# BASS weekend series report



## ranger487 (Apr 5, 2005)

Arrived at the lake Friday morining was running a little bit later than I wanted.When I get to the ramp Nick and Jameson are there getting ready to launch also, we chat for awhile about were we are going to stay and then decide that we will meet back at the ramp at 8:00. After a long prefishing day I am happy with the numbers of fish but not my size I wanted. The off shore structure is not producing the way I need it to. So off to the room we order pizza and then goto bed 4 of us in one room great way to cut cost. Next practice day I have about the same results as the first. Tournament morning FOG oh no yes forg lots of it get held up about 2 hrs I think cant remember for sure. They let us go and when you go around the corner from the ramp solid fog they didnt see that from the ramp. I was lucky to have marked my spot on the gps the day before so I could follw my trails through fog so thick that you could not see anything. Get to my first spot and in 45 min I have a limit then call in and hour not much weight though. I am taking my fish of when my partner catches a keeper Im glad because he was up there in points. I then finally get a 2 pds smallie in the boat and feel better then at the end of the day I flip under a metal boat dock and set the hook a 4 pd largemouth is tangled up and laying there on its side and I cant reach it and it comes off, I was steaming all day the hard work and right at the end do everything right and that happens. I guess thats fishing and it happens all the time in tournaments to everyone but I ended up only weighing a little over 8lbs and mite have missed a check with that big one. It was one with 23 lbs of smallies and word from the weigh in that Dave Lefebre put him on the fish he was at the weigh in so I'm sure that was the case. No excuse though if you want to be the best you have to beat the best. Had a great time meeting Jameson and some other guys from around the fishing world.

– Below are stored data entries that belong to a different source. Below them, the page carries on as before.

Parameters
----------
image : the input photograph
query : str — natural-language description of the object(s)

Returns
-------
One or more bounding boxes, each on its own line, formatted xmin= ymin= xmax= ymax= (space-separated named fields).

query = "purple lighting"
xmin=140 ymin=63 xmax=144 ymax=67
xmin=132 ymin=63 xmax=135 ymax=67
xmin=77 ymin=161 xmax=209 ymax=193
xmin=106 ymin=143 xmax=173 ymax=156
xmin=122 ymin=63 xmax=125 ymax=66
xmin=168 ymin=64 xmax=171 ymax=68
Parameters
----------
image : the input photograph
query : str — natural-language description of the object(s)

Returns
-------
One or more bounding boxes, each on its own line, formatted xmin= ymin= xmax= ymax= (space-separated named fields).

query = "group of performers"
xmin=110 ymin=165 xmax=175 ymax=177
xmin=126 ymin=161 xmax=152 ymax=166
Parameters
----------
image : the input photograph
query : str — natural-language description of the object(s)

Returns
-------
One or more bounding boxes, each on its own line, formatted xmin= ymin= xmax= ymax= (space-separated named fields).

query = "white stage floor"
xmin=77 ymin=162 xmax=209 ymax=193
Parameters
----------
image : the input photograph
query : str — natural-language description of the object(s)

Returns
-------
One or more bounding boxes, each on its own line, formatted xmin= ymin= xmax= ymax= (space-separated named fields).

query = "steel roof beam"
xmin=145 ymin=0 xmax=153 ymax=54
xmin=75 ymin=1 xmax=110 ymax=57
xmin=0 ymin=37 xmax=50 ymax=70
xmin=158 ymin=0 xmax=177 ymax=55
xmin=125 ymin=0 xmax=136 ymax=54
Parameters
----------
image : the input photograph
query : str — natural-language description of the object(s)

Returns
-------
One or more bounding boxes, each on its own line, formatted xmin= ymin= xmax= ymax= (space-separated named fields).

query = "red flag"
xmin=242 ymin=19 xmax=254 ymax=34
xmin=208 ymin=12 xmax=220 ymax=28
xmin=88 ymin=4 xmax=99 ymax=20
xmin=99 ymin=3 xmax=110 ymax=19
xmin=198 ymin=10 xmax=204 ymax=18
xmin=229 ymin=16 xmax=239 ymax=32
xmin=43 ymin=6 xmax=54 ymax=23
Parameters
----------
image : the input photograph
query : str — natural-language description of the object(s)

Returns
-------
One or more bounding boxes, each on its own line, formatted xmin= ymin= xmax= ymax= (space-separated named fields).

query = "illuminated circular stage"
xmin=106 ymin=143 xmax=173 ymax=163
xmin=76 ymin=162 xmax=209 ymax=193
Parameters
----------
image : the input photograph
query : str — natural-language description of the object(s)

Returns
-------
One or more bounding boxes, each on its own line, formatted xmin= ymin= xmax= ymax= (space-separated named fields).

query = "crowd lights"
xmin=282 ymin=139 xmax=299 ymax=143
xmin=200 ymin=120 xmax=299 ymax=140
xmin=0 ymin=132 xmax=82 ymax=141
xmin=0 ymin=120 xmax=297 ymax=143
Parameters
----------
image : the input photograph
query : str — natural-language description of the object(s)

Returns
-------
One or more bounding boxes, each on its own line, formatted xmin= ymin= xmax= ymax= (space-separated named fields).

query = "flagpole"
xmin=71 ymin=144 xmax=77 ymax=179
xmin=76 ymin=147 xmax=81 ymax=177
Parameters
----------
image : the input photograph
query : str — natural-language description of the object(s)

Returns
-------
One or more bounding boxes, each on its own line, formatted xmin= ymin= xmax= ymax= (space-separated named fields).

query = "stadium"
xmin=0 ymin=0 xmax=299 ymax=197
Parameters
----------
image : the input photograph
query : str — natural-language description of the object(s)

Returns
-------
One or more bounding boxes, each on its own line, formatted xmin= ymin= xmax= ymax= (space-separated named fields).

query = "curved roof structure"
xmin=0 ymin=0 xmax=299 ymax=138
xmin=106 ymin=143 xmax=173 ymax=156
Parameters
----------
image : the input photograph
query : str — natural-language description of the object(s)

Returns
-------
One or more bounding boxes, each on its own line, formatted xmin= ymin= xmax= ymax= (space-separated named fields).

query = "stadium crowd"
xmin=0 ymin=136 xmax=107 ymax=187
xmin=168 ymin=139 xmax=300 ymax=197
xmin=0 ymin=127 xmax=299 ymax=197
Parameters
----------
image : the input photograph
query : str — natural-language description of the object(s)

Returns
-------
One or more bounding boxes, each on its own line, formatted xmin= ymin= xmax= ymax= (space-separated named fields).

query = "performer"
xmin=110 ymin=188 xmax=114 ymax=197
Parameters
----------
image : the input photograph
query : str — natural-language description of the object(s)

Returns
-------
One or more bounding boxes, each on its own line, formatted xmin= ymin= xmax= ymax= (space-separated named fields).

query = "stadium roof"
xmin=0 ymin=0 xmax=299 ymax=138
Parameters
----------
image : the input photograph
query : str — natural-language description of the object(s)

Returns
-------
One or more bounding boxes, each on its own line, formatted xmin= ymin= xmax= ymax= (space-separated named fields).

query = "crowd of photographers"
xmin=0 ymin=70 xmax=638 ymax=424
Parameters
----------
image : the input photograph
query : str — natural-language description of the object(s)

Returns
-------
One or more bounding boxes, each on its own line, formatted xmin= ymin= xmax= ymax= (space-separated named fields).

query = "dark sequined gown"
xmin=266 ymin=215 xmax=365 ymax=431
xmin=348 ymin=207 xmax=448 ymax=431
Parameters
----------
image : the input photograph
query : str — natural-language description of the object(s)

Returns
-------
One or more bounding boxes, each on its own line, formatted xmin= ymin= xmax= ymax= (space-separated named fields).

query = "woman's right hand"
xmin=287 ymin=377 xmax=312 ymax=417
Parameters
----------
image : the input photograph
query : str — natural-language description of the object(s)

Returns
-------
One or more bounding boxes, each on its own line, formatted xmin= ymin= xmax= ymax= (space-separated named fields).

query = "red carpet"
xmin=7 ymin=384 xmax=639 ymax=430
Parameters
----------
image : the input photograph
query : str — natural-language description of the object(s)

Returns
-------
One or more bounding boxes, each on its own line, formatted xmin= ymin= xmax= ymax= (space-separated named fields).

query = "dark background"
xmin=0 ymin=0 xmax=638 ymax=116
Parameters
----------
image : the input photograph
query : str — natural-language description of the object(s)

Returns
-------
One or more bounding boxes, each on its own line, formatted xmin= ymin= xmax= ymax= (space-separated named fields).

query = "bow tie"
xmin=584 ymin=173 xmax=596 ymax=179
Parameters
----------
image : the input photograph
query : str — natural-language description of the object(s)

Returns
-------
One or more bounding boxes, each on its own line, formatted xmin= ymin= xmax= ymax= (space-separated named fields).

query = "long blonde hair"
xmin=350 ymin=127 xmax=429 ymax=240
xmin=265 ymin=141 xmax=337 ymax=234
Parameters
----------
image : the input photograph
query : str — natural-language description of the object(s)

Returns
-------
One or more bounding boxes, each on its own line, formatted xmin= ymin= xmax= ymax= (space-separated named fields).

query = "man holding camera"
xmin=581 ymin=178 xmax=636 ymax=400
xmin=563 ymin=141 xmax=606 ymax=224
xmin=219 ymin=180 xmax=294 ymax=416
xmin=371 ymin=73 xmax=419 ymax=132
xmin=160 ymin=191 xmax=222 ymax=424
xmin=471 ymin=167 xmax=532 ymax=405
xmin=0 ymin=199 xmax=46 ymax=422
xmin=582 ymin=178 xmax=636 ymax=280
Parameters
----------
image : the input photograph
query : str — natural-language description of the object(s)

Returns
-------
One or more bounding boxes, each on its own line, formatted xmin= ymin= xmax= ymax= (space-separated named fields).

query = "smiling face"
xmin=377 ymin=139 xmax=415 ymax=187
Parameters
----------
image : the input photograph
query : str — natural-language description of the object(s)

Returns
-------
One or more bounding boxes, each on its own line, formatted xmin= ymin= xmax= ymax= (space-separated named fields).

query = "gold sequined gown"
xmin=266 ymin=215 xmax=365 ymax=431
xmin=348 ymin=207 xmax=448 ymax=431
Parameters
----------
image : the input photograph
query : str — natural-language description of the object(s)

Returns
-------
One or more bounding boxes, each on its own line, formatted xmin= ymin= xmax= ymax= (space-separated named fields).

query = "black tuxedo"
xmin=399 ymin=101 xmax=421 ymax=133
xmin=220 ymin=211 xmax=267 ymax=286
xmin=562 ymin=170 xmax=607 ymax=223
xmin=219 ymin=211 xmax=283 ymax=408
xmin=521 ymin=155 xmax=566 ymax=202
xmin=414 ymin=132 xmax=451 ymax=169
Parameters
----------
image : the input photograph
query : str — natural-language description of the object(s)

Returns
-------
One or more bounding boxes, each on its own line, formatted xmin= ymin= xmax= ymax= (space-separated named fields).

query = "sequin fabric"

Nick ended up with 11 lbs not sure about Jameson lost him in the shuffle at the weight in.

Mark


----------



## Gomez (Apr 13, 2005)

Good job Ranger...Keep on em...I wanted to fish that one but the x-series at Portage got in the way.

mike


----------



## fishinrudy (Mar 17, 2005)

Thanks to Jameson for the helpful info getting ready for the tourney. I had a lot of fun and caught a couple of dinks, but no keepers. My boater was pulling them out of the docks in front of me one per dock at a time. He limited within in an hour to an hour and a half and then nothing. The bite just shut down for us. Was a great experience though. See all you lakes trail guys this weekend.


----------



## liquidsoap (Oct 22, 2005)

Good job guys!
You dont have to win to have a great time .


----------



## lakeslouie (Jan 11, 2006)

Good Job Ranger, but in all honesty, you should be fishing there this weekend!  See ya there FishnRudy.


----------



## Bassboy883 (Sep 27, 2005)

Hey there guys, I'd say we all had a good time this weekend. I know it was rough for some of us but I caught my limit and that put me in 13th place for AOY and qualified me for the chamionship in Oct. ot the Patomac. Speaking of the championship, despite Marks tough day and finishing 16th....... guess what Mark you made the championship too. Hope you can make it out there. Thanks to everybody for their continued support through the year, starting in march and still goin strong. Good luck to everyone during the championship season and we'll keep you posted.


----------



## ncraft150 (Apr 5, 2004)

Im heading up there today. My partner backed out at the last minute so I'll be fishing alone on a lake I"ve never seen. At least I'll get one practice day. Should still be a great time!!!


----------



## ranger487 (Apr 5, 2005)

WOW thanks Jameson for that info I would have never even thought of that since I only fished 1 tournament. I will have to see If I can go and let ya all know.

Mark


----------



## Bassboy883 (Sep 27, 2005)

Mark I think nick has all the information for you if not call me and I'll read off mine for you. Best thing is its only a $100 deposit that you get back as long as you fish all days that you are eligible. Garaunteed prize of $50,000 to the boater. Hope to see you out there.


----------



## Reel Lady (Jul 4, 2004)

Wow guys! Congrats on making it to the Championship!!!! Your hard work and persistance have paid off :B 
Now go kick some serious BASS on the Potomac  

Marcia


----------